(A)s we get older, a vicious cycle of poorly regulated inflammatory responses leads to the loss of brain cells.
The researchers say that the immune response in the brain is mounted via microglial cells, a type of specialized immune cell found in the central nervous system, which includes the brain and the spinal chord.
Microglia work by responding to bacteria and clearing out malfunctioning nerve cells. At the same time, they send signals to recruit other types of immune cells and trigger inflammation when needed.
However, if unregulated, an inflammatory reaction in the brain can misguidedly attack and damage healthy brain tissue.
“We know that so-called endocannabinoids play an important role in this,” explains study co-author Dr. Andras Bilkei-Gorzo. “[Endocannabinoids],” he goes on, “are messenger substances produced by the body that act as a kind of brake signal: [t]hey prevent the inflammatory activity of the glial cells.”
These messenger substances act by binding to certain receptors, one of which is CB1. A second one is cannabinoid receptor type 2 (CB2).

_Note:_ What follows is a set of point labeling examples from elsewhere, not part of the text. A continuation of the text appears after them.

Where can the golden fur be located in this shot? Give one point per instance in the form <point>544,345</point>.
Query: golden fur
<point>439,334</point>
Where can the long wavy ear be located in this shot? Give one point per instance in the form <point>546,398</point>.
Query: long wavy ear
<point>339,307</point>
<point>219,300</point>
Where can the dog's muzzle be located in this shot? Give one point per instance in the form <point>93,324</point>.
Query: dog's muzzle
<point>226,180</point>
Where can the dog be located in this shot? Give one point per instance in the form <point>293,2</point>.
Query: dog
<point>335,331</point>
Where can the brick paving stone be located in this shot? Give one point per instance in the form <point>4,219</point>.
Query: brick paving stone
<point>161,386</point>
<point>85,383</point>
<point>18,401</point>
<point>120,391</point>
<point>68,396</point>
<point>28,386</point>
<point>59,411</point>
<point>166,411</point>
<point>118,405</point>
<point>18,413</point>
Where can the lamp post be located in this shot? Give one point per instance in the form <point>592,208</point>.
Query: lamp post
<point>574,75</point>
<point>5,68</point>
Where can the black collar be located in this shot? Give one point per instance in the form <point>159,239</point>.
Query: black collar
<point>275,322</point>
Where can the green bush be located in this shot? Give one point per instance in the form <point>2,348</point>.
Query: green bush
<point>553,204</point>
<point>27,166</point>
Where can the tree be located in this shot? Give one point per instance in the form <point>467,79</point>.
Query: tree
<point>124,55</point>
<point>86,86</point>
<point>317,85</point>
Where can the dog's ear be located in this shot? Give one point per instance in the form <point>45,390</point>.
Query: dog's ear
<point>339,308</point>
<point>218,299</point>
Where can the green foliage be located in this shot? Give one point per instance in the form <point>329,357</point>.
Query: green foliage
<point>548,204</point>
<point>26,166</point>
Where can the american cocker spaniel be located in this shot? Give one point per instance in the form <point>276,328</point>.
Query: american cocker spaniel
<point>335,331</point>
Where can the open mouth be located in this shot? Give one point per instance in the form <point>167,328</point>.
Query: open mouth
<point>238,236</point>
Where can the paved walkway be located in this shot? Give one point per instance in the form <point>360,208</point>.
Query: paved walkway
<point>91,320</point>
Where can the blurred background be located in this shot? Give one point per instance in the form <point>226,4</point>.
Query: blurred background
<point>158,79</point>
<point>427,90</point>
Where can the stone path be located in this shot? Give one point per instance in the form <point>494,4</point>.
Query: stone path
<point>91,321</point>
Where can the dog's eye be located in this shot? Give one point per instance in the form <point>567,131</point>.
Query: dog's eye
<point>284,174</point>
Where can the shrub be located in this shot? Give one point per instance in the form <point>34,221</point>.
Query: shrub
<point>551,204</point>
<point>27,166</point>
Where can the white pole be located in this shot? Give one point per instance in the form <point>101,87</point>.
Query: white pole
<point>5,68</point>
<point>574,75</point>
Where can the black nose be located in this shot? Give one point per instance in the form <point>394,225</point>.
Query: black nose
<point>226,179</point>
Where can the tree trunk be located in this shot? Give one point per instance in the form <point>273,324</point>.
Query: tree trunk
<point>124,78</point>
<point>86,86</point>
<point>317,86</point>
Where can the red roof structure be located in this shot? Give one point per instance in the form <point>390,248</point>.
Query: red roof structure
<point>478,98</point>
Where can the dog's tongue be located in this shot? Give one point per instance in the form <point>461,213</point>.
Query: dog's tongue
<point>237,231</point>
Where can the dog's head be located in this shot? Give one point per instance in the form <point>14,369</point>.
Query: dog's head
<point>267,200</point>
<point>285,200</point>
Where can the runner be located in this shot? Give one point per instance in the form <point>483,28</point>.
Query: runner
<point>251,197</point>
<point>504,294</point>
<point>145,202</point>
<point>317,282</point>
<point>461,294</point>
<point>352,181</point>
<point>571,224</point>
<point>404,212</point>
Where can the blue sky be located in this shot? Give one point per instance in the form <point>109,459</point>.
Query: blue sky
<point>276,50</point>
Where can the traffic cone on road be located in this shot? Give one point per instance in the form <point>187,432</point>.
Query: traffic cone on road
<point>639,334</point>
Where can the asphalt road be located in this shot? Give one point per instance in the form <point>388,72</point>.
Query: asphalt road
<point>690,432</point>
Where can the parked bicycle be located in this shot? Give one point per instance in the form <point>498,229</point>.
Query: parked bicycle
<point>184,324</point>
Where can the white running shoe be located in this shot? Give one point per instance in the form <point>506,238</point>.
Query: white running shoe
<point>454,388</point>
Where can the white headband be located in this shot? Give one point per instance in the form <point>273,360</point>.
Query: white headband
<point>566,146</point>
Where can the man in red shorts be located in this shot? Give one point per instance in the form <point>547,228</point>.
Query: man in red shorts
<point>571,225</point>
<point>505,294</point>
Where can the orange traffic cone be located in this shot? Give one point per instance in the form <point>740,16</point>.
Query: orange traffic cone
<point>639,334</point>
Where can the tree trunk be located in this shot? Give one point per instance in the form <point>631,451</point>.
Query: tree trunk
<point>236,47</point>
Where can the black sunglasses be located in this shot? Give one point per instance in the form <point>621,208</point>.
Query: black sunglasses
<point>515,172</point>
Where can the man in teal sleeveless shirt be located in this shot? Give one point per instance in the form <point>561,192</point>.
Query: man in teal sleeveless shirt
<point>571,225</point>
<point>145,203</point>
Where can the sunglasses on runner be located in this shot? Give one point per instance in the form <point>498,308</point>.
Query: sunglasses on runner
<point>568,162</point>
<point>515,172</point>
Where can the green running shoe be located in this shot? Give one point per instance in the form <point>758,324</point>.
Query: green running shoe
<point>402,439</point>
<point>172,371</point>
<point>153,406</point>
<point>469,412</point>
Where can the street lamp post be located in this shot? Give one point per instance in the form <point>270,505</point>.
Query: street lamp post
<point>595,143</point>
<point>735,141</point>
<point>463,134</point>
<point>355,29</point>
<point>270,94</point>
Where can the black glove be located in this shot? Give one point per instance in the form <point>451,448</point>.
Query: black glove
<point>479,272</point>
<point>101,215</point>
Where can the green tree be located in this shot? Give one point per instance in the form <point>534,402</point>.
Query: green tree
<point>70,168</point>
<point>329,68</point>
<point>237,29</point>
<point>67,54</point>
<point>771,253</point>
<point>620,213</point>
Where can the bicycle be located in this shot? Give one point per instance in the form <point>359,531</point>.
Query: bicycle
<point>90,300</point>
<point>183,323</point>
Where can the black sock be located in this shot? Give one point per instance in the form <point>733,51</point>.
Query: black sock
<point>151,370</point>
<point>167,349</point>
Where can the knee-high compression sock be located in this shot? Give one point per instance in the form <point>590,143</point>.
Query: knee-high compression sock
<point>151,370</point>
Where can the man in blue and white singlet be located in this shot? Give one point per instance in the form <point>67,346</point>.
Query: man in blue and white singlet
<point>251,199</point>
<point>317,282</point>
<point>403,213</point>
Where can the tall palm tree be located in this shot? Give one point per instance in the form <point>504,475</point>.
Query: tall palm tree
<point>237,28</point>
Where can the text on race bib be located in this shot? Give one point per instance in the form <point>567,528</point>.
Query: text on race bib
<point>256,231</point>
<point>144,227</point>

Dr. Bilkei-Gorzo says, “The inflammatory activity of the microglial cells was permanently increased in these animals.” However, in mice with fully functioning CB1 receptors, inflammation was regulated as usual.
“Based on our results,” he says, “we assume that CB1 receptors on neurons control the activity of microglial cells.”
This has led the researchers to theorize that microglial cells do not communicate with other nerve cells directly. Instead, the scientists believe, microglial cells release endocannabinoids, and these bind to the CB1 receptors found in nearby neurons.
These neurons might be able to communicate with other nerve cells, and the immune response is thus indirectly regulated.
However, Dr. Bilkei-Gorzo and his team explain that with age, the production of endocannabinoids progressively decreases, leading to the improper regulation of immune responses and potentially to chronic inflammation.
“Since the neuronal CB1 receptors are no longer sufficiently activated, the glial cells are almost constantly in inflammatory mode,” says Dr. Bilkei-Gorzo.
“More regulatory neurons die as a result, so the immune response is less regulated and may become free-running,” he adds.